A entrevista de Jean-Louis Fournier ao DOSSIÊ GERAL:

O senhor não costumava falar sobre seus filhos. Por que mudou de atitude?

Jean-Louis Fournier: “Quando acontece algo assim, a gente não costuma falar. É como um tremor de terra, é como o fim do mundo. Quando a gente vê um tremor de terra, a gente espera que ele termine, antes de falar sobre ele. Porque, quando a gente sofre um tremor de terra, há tantas coisas a fazer que não se pode refletir. Não há tempo para escrever.É preciso esperar que a poeira baixe.
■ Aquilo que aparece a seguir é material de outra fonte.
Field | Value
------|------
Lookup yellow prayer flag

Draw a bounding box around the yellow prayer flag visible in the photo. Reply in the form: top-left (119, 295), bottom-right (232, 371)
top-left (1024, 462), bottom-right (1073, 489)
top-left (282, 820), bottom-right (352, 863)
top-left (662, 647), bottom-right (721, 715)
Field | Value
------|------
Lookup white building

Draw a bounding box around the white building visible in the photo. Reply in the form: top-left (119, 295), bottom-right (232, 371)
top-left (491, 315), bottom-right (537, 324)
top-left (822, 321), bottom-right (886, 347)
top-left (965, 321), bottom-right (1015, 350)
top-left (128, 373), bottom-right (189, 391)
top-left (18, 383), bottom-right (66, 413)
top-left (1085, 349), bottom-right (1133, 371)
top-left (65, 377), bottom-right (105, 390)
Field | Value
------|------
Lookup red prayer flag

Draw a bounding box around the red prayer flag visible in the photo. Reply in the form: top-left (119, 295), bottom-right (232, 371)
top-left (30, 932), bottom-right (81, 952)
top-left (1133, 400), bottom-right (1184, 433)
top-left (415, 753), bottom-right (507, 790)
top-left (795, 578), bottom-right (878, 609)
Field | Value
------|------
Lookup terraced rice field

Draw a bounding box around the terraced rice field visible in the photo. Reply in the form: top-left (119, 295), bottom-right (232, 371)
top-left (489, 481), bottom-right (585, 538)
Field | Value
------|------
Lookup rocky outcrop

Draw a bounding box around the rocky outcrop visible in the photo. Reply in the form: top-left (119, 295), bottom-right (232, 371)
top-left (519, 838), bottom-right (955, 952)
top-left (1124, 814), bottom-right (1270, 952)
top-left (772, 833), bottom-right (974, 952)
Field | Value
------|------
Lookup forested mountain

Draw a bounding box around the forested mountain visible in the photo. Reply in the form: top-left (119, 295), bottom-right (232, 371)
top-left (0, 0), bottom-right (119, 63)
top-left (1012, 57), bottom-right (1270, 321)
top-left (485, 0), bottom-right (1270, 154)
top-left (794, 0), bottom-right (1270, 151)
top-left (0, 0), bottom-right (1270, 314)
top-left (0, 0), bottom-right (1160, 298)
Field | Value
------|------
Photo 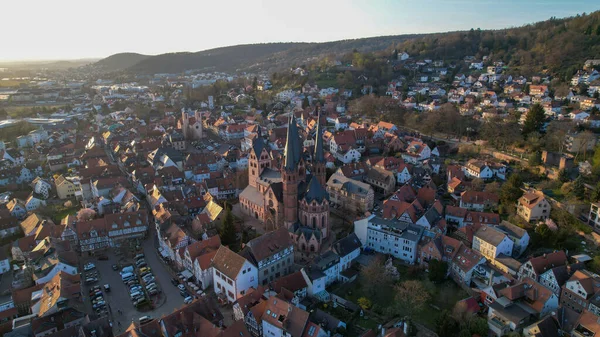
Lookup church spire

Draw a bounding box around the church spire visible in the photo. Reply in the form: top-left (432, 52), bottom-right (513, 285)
top-left (283, 114), bottom-right (300, 170)
top-left (314, 107), bottom-right (325, 163)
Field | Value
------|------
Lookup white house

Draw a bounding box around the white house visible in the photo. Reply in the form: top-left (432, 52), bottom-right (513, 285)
top-left (332, 233), bottom-right (362, 271)
top-left (212, 246), bottom-right (258, 303)
top-left (335, 148), bottom-right (361, 164)
top-left (396, 165), bottom-right (412, 184)
top-left (473, 226), bottom-right (514, 260)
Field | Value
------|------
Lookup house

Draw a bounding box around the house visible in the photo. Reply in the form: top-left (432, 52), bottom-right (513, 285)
top-left (418, 235), bottom-right (463, 268)
top-left (473, 226), bottom-right (514, 261)
top-left (212, 246), bottom-right (258, 303)
top-left (261, 296), bottom-right (309, 337)
top-left (6, 198), bottom-right (27, 219)
top-left (588, 202), bottom-right (600, 232)
top-left (364, 167), bottom-right (396, 196)
top-left (332, 233), bottom-right (362, 272)
top-left (54, 174), bottom-right (82, 199)
top-left (488, 278), bottom-right (558, 337)
top-left (460, 191), bottom-right (499, 212)
top-left (496, 220), bottom-right (529, 257)
top-left (326, 172), bottom-right (375, 214)
top-left (465, 159), bottom-right (494, 180)
top-left (240, 227), bottom-right (294, 285)
top-left (25, 193), bottom-right (46, 212)
top-left (560, 270), bottom-right (600, 316)
top-left (31, 177), bottom-right (52, 199)
top-left (517, 190), bottom-right (552, 222)
top-left (448, 245), bottom-right (486, 286)
top-left (354, 215), bottom-right (425, 264)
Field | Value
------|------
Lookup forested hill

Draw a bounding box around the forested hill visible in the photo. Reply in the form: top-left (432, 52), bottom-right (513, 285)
top-left (97, 12), bottom-right (600, 77)
top-left (396, 11), bottom-right (600, 79)
top-left (96, 35), bottom-right (417, 73)
top-left (95, 53), bottom-right (151, 71)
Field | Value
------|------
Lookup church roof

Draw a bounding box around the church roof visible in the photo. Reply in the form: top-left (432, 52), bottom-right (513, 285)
top-left (304, 176), bottom-right (329, 203)
top-left (314, 110), bottom-right (325, 163)
top-left (283, 115), bottom-right (300, 170)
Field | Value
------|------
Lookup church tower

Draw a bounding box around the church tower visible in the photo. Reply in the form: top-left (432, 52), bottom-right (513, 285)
top-left (281, 115), bottom-right (301, 229)
top-left (312, 109), bottom-right (326, 186)
top-left (248, 127), bottom-right (271, 188)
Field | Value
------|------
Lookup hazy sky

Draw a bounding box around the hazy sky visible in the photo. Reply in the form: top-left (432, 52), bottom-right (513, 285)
top-left (0, 0), bottom-right (600, 60)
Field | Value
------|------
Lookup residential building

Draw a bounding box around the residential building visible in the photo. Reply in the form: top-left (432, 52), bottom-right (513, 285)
top-left (588, 202), bottom-right (600, 233)
top-left (240, 227), bottom-right (294, 285)
top-left (473, 226), bottom-right (514, 261)
top-left (261, 296), bottom-right (309, 337)
top-left (212, 246), bottom-right (258, 303)
top-left (332, 233), bottom-right (362, 272)
top-left (518, 250), bottom-right (568, 282)
top-left (448, 245), bottom-right (486, 287)
top-left (560, 270), bottom-right (600, 316)
top-left (488, 278), bottom-right (558, 337)
top-left (364, 167), bottom-right (396, 196)
top-left (327, 172), bottom-right (372, 214)
top-left (54, 174), bottom-right (83, 199)
top-left (517, 190), bottom-right (552, 222)
top-left (460, 191), bottom-right (499, 212)
top-left (354, 215), bottom-right (425, 264)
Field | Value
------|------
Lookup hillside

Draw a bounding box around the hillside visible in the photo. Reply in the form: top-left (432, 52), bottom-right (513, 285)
top-left (95, 53), bottom-right (151, 71)
top-left (396, 11), bottom-right (600, 79)
top-left (96, 12), bottom-right (600, 78)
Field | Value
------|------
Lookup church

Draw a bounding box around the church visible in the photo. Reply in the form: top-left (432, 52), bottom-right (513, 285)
top-left (240, 111), bottom-right (332, 253)
top-left (179, 110), bottom-right (203, 140)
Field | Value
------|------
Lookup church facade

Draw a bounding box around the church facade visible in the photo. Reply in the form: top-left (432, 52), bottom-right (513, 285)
top-left (240, 111), bottom-right (331, 253)
top-left (181, 110), bottom-right (204, 140)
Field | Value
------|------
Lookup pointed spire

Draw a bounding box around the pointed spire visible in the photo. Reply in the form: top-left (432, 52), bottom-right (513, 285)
top-left (283, 114), bottom-right (300, 170)
top-left (314, 107), bottom-right (325, 163)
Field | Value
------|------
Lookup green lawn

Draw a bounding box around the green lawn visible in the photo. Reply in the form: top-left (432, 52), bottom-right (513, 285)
top-left (331, 264), bottom-right (469, 330)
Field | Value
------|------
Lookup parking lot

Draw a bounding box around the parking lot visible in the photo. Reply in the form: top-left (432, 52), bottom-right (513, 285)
top-left (84, 239), bottom-right (184, 333)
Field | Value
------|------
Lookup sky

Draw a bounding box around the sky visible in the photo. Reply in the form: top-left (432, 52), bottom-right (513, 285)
top-left (0, 0), bottom-right (600, 61)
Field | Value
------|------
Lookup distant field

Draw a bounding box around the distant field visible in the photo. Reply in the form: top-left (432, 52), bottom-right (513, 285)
top-left (0, 80), bottom-right (29, 88)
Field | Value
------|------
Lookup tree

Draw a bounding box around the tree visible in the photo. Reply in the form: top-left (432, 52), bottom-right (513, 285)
top-left (358, 297), bottom-right (373, 310)
top-left (522, 104), bottom-right (546, 136)
top-left (558, 169), bottom-right (569, 183)
top-left (435, 310), bottom-right (460, 337)
top-left (219, 204), bottom-right (237, 245)
top-left (528, 151), bottom-right (542, 167)
top-left (302, 96), bottom-right (310, 109)
top-left (394, 280), bottom-right (431, 316)
top-left (500, 174), bottom-right (523, 205)
top-left (591, 181), bottom-right (600, 202)
top-left (573, 176), bottom-right (585, 200)
top-left (429, 260), bottom-right (448, 283)
top-left (360, 259), bottom-right (393, 303)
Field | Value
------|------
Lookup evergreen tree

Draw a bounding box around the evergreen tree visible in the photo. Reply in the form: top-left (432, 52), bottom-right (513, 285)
top-left (558, 169), bottom-right (569, 183)
top-left (302, 96), bottom-right (310, 109)
top-left (591, 182), bottom-right (600, 202)
top-left (523, 104), bottom-right (546, 136)
top-left (573, 176), bottom-right (585, 200)
top-left (219, 204), bottom-right (237, 245)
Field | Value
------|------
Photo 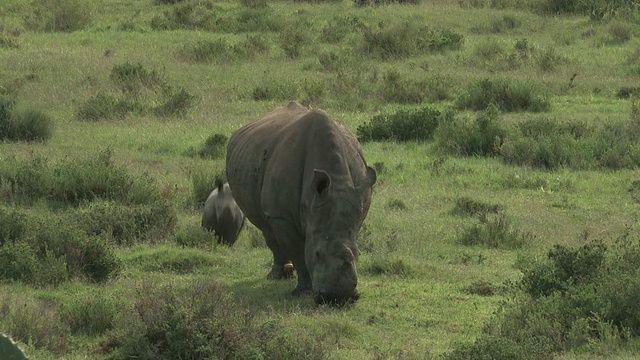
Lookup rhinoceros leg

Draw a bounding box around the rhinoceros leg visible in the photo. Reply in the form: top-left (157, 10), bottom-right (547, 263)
top-left (262, 231), bottom-right (293, 280)
top-left (267, 218), bottom-right (311, 296)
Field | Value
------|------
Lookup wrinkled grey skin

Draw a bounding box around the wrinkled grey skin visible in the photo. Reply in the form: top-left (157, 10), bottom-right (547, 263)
top-left (227, 102), bottom-right (376, 304)
top-left (202, 180), bottom-right (245, 246)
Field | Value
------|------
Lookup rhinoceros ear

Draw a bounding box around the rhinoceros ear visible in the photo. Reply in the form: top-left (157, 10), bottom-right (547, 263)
top-left (311, 169), bottom-right (331, 199)
top-left (361, 166), bottom-right (377, 189)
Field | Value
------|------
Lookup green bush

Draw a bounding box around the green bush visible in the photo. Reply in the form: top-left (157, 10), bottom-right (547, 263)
top-left (435, 105), bottom-right (508, 156)
top-left (459, 211), bottom-right (533, 249)
top-left (0, 94), bottom-right (53, 141)
top-left (198, 134), bottom-right (229, 159)
top-left (73, 200), bottom-right (177, 245)
top-left (109, 61), bottom-right (164, 96)
top-left (108, 277), bottom-right (328, 359)
top-left (26, 0), bottom-right (92, 32)
top-left (60, 290), bottom-right (117, 336)
top-left (76, 92), bottom-right (140, 121)
top-left (456, 78), bottom-right (550, 112)
top-left (356, 106), bottom-right (453, 142)
top-left (0, 293), bottom-right (71, 358)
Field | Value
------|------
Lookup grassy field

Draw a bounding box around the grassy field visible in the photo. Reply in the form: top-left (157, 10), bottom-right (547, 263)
top-left (0, 0), bottom-right (640, 359)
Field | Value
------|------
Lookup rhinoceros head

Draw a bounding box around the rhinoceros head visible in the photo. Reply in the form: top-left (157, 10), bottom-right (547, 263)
top-left (305, 167), bottom-right (376, 304)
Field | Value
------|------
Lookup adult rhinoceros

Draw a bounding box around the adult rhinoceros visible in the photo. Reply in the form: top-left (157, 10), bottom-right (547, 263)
top-left (227, 102), bottom-right (376, 304)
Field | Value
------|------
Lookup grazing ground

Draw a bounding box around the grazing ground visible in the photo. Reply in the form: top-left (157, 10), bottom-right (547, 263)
top-left (0, 0), bottom-right (640, 359)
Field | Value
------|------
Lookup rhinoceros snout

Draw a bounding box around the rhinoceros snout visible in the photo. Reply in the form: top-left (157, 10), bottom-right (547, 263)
top-left (313, 289), bottom-right (360, 306)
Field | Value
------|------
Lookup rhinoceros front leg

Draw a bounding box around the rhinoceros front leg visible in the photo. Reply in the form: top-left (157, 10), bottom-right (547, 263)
top-left (269, 218), bottom-right (311, 296)
top-left (262, 231), bottom-right (294, 280)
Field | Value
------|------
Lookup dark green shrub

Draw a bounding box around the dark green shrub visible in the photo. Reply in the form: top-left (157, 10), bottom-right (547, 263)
top-left (26, 0), bottom-right (92, 32)
top-left (234, 6), bottom-right (285, 33)
top-left (435, 105), bottom-right (507, 156)
top-left (356, 107), bottom-right (453, 142)
top-left (154, 87), bottom-right (196, 116)
top-left (110, 62), bottom-right (163, 95)
top-left (453, 197), bottom-right (504, 217)
top-left (364, 256), bottom-right (415, 276)
top-left (0, 208), bottom-right (27, 247)
top-left (0, 293), bottom-right (71, 358)
top-left (522, 242), bottom-right (607, 297)
top-left (151, 0), bottom-right (220, 31)
top-left (0, 149), bottom-right (160, 205)
top-left (198, 134), bottom-right (229, 159)
top-left (0, 240), bottom-right (40, 283)
top-left (456, 78), bottom-right (550, 112)
top-left (76, 92), bottom-right (141, 121)
top-left (459, 211), bottom-right (533, 249)
top-left (60, 291), bottom-right (117, 336)
top-left (0, 94), bottom-right (53, 141)
top-left (109, 277), bottom-right (328, 359)
top-left (74, 201), bottom-right (177, 246)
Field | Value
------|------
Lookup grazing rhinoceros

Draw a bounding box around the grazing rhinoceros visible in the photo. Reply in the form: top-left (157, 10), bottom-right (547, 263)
top-left (202, 180), bottom-right (245, 246)
top-left (227, 102), bottom-right (376, 304)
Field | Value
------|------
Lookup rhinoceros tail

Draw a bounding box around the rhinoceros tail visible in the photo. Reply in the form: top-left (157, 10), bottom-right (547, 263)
top-left (216, 178), bottom-right (224, 193)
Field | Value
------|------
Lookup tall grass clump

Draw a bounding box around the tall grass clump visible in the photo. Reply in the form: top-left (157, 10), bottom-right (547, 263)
top-left (107, 277), bottom-right (329, 359)
top-left (25, 0), bottom-right (93, 32)
top-left (455, 78), bottom-right (550, 112)
top-left (435, 105), bottom-right (508, 156)
top-left (356, 106), bottom-right (454, 142)
top-left (0, 94), bottom-right (53, 141)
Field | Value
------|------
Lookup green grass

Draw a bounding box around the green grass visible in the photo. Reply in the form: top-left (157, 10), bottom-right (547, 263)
top-left (0, 0), bottom-right (640, 360)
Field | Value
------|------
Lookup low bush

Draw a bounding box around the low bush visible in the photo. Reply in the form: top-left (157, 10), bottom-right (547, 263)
top-left (75, 62), bottom-right (196, 121)
top-left (198, 134), bottom-right (229, 159)
top-left (455, 78), bottom-right (550, 112)
top-left (0, 148), bottom-right (160, 206)
top-left (435, 105), bottom-right (508, 156)
top-left (446, 229), bottom-right (640, 359)
top-left (0, 94), bottom-right (53, 141)
top-left (73, 200), bottom-right (177, 245)
top-left (356, 106), bottom-right (454, 142)
top-left (25, 0), bottom-right (93, 32)
top-left (59, 290), bottom-right (118, 336)
top-left (0, 293), bottom-right (71, 357)
top-left (106, 278), bottom-right (329, 359)
top-left (361, 21), bottom-right (464, 60)
top-left (459, 211), bottom-right (533, 249)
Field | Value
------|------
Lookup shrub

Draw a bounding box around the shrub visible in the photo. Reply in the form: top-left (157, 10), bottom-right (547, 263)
top-left (109, 62), bottom-right (163, 96)
top-left (73, 201), bottom-right (177, 246)
top-left (460, 211), bottom-right (533, 249)
top-left (453, 197), bottom-right (504, 217)
top-left (76, 92), bottom-right (135, 121)
top-left (435, 105), bottom-right (507, 156)
top-left (26, 0), bottom-right (92, 32)
top-left (456, 78), bottom-right (550, 112)
top-left (151, 0), bottom-right (222, 31)
top-left (154, 87), bottom-right (196, 116)
top-left (60, 291), bottom-right (117, 336)
top-left (108, 277), bottom-right (328, 359)
top-left (198, 134), bottom-right (229, 159)
top-left (0, 293), bottom-right (71, 356)
top-left (356, 107), bottom-right (453, 142)
top-left (0, 94), bottom-right (53, 141)
top-left (364, 256), bottom-right (415, 276)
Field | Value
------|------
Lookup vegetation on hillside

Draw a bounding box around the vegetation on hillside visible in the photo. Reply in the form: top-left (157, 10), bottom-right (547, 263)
top-left (0, 0), bottom-right (640, 359)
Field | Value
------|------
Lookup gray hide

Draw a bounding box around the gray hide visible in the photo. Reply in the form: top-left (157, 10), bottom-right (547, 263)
top-left (227, 102), bottom-right (376, 304)
top-left (202, 180), bottom-right (245, 246)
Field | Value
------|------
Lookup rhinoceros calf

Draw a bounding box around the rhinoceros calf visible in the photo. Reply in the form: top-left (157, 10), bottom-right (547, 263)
top-left (202, 180), bottom-right (245, 246)
top-left (227, 102), bottom-right (376, 304)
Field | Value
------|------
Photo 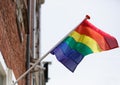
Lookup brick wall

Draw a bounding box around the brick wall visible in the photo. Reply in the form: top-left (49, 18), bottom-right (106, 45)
top-left (0, 0), bottom-right (26, 85)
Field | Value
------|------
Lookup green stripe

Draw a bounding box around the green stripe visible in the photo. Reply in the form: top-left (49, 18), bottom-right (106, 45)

É exatamente o que aconteceu comigo. Agora que um dos meus filhos morreu – e outro vive numa clínica- , já não tenho problemas domésticos ou problemas práticos a serem enfrentados. Posso, então, refletir. E mais: já não sou jovem. Tenho setenta anos. Sou biodegradável. Já não posso esperar tanto, se desejo deixar uma lembrança dos meus filhos. Fiz o livro também para deixar uma lembrança, um marca dos dois. Porque as crianças deficientes não deixam marcas na vida. Não falamos sobre elas. Os outros,em geral, nem sabem que elas existem. Quando eles morrem, não dizemos a ninguém. Não há nada. Com meu livro, quis fazer com que eles passassem a existir. Quis fazer com que eles fossem conhecidos no mundo inteiro”.

O senhor conseguiu, já que eu, por exemplo, estou ligando do Brasil para falar dos seus filhos….

Jean-Louis Fournier: “O que é extraordinário é que, quanto a estas crianças, ninguém pergunta por elas. As pessoas ficam incomodadas. Porque a verdade é que não há nada a dizer sobre as crianças deficientes. Não podemos dizer: o que é que elas estão estudando? Fizeram provas? Arranjaram uma namorada? A única resposta que a gente pode dar, quando alguém nos pergunta o que é que nossos filhos deficientes estão fazendo, é: “nada”.O que é que eles fazem? Nada. O que é que eles fazem? Nada. Não me perguntavam nunca sobre eles. Agora, quando um dos meus filhos já nos deixou – e o outro quase já não vive entre nós -, os que leram meu livro me pedem notícias dos dois”.

Qual foi a lição mais importante que você aprendeu com seus filhos?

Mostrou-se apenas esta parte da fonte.